They emphasise an urgent necessity for cyber resilience, particularly crucial for public sector entities such as healthcare institutions and government agencies. Cyber resilience, in essence, involves the capacity to anticipate, address, and rebound from cyber attacks or disruptions—similar to the incidents experienced by Singapore’s public healthcare institutions and PhilHealth.
Now, the pivotal question arises: How can government organisations achieve cyber resilience?
These three recommendations can start you off:
- Use data and analytics to optimise threat detection and response. Data is king, and that is true even in detecting threats and responding to them. That’s because data is the lifeblood of analytics, which is in turn used by security teams to identify cyber risks, enhance threat detection, accelerate threat investigations, and automate remediation.

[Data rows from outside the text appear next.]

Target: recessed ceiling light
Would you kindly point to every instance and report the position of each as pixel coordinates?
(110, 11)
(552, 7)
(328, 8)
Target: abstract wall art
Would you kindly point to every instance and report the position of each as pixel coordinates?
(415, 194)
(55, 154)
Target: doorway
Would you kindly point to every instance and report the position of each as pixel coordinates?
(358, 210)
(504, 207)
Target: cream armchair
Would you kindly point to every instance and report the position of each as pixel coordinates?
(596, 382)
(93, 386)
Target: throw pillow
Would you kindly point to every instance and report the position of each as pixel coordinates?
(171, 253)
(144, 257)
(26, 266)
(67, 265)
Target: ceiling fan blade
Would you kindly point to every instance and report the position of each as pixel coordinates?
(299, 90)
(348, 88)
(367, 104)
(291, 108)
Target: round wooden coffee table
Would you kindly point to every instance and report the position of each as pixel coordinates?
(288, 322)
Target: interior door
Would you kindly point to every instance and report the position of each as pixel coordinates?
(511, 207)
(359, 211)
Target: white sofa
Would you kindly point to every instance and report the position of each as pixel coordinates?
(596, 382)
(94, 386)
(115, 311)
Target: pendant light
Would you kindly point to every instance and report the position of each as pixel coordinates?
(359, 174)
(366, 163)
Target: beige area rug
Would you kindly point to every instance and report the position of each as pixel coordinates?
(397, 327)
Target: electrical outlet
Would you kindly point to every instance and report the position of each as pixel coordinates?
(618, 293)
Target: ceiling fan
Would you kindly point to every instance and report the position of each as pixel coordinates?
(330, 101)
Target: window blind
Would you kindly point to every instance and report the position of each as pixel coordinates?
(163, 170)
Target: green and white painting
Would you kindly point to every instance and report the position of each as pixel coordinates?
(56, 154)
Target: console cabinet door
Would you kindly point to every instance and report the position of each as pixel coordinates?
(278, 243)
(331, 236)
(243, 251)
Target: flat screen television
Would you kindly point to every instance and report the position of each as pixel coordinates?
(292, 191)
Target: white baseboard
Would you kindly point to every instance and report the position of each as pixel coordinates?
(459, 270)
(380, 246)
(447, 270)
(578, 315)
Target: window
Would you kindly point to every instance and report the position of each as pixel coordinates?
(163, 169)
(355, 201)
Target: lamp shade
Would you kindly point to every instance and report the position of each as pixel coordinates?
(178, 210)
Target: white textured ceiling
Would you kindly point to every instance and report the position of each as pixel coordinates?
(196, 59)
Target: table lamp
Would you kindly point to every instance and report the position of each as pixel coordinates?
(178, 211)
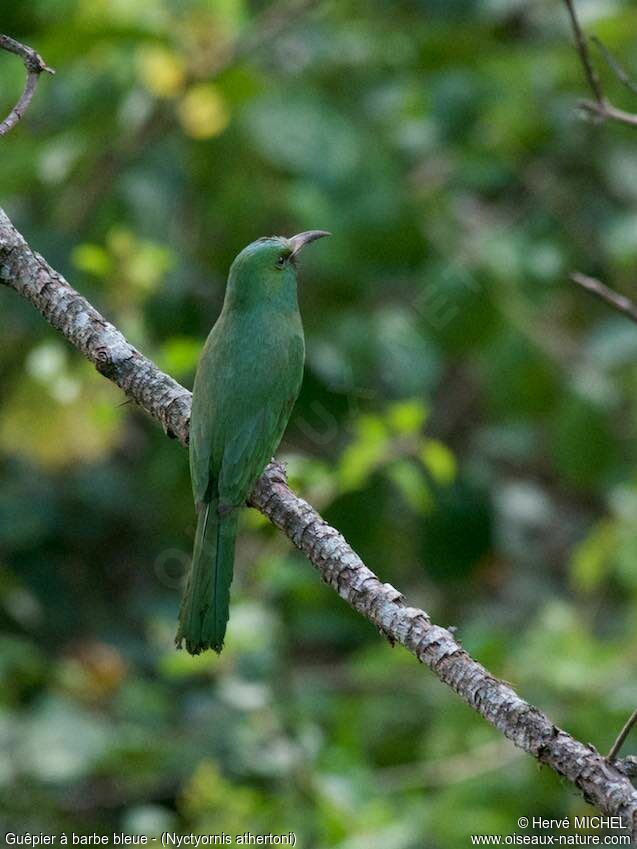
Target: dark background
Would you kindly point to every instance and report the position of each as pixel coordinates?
(467, 418)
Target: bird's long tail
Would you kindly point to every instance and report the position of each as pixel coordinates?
(204, 610)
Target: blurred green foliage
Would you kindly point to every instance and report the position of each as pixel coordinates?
(467, 418)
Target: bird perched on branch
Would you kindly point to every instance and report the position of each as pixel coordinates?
(247, 381)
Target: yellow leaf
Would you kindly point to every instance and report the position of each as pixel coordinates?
(160, 70)
(203, 111)
(439, 461)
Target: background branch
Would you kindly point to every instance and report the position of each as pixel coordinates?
(601, 783)
(623, 734)
(618, 302)
(35, 65)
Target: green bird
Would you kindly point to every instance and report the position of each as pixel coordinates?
(247, 381)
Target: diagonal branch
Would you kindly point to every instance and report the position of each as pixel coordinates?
(602, 783)
(34, 64)
(600, 107)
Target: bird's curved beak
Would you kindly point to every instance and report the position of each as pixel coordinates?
(298, 242)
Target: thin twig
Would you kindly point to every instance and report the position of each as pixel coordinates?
(614, 65)
(602, 783)
(35, 65)
(621, 737)
(618, 302)
(585, 56)
(600, 108)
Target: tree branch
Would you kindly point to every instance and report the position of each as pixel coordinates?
(35, 65)
(618, 302)
(623, 734)
(602, 783)
(600, 108)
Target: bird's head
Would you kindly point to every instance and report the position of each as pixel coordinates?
(267, 267)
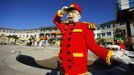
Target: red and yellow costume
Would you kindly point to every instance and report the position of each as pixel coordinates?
(76, 40)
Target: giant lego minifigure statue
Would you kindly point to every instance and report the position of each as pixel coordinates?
(77, 38)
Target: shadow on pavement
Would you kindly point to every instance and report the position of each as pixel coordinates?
(28, 60)
(99, 67)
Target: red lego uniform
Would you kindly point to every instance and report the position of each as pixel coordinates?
(76, 40)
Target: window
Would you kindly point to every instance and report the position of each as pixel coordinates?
(98, 34)
(108, 26)
(103, 34)
(98, 28)
(108, 33)
(103, 27)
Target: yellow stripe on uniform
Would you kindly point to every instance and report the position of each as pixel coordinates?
(59, 13)
(83, 73)
(109, 57)
(91, 26)
(77, 30)
(78, 55)
(79, 74)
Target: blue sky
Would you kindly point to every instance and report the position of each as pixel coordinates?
(29, 14)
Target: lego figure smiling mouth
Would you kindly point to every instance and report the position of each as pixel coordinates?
(73, 16)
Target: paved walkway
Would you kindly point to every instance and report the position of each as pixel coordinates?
(23, 60)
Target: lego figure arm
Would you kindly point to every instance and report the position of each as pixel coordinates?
(107, 55)
(57, 18)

- Invest strategically in resilience and ransomware protection. Enhancements require financial commitments, and organisations looking to enhance cyber resilience will need to do the same. In particular, organisations need to invest in solutions that will:
- Increase visibility throughout the entire technology environment.
- Accelerate response and remediation of incidents.
- Speed up the recovery of customer and user services.
- Combine cyber resilience efforts with traditional business continuity/disaster recovery preparation.
- Prevent ransomware attacks or mitigate any just in case.
- Cloud security is key. While clouds have security features by default, they might not actually be enough given the threat-filled cyber landscape of today. And this is why rigorous cloud workload hardening is a must nowadays—along with being proactive in terms of identifying misconfigured workloads and misaligned cloud practices.
More and more security teams are understanding the criticality of improving resilience, with the end goal of reducing mean time to detect and mean time to recover, since prolonged downtime can, on average, reduce an organisation’s annual revenue by 2.7%, according to a study by Splunk.
And, in the case of organisations in the public sector, the ramifications of extended downtime caused by cyber attacks can be particularly severe, making the distinction between providing timely, effective service and failing to do so. In critical service domains, such as healthcare, extended downtime could lead to serious consequences.
This is why it is even more imperative for public sector organisations to aim for cyber resilience, so they can best serve people in a timely and efficient manner.